Thursday: The day started with 5.45am  wake-up calls for the early bird divers keen to enter the water before dawn at Jax Dax. As the group descended into the blackness at 6.00am, the first  torchlights picked out a nurse shark continuing to slumber in the white sand, before accompanying us throughout the dive whilst we spotted turtles and lionfish amongst the corals and sponges, as the day shift began on the reef. After breakfast we moved to Trinity Caves, a labyrinth of swim throughs where we spotted lobster and crab hiding on dark ledges, with the light of the sun penetrating the secret passageways, lighting up the golden sand below. Overhead the coral formations were home to schools of reef fish (INSERT species!) and turtles feeding. Returning to the boat we found large barracuda waiting for us, keeping us company during our safety stop.

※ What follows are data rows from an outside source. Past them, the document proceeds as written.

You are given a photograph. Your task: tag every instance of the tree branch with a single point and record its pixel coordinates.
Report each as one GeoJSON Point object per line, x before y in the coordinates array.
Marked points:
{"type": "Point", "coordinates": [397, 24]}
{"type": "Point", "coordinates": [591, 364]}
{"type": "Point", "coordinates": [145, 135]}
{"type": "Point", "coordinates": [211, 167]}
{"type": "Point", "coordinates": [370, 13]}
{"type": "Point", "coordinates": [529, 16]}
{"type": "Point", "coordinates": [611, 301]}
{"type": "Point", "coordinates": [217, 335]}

Our fourth and fifth dives of the day, at Angelfish reef found us exploring the finger reefs and sandy shallows between, frequently accompanied by two nurse sharks seeking attention from the divers. Rays and turtles were also enjoying the warm waters at 13m (??? Ft), with brittle stars to be found inside the colorful sponge vases, and flamingo tongue snails nestled within the branches of the fire coral. When we returned to the boat, greeted by the tempting aromas of our Christmas Eve feast being prepared, we found that Santa had already visited. And so the party began…Chef Kingsley prepared a feast; Roast Duck, Stuffed Lamb, twice baked potatoes and for desert Cherry Pie or Crème Brulee.  After dinner it was time for a movie and for some good night’s sleep!!

Friday: Merry Christmas to one and all,  Our first dive site to kick off the celebrations was Eagle Ray Rock, located to the south west corner of Grand Cayman, this site has it all, a sloping sand chute and a swim thru that is simply breathtaking. An Eagle was spotted in the sand, the visibility was below average yet our divers returned with tales of fan and adventure!! Next up was our old favorite; Devil’s Grotto, this is a fantastic site with caverns and crevices to explore, Tarpon live in in abundance, it is such a shallow site but truly has it all. Our divers returned merely happy to be diving on Christmas Day. To all our guests that joined us this week we are so happy that you had a great experience and that you choose to trust the Cayman Aggressor with your Christmas.

From all the Crew here in Cayman, Have a Merry Christmas and a Happy new Year.  Safe travels and See you on your next Aggressor Fleet Vacation.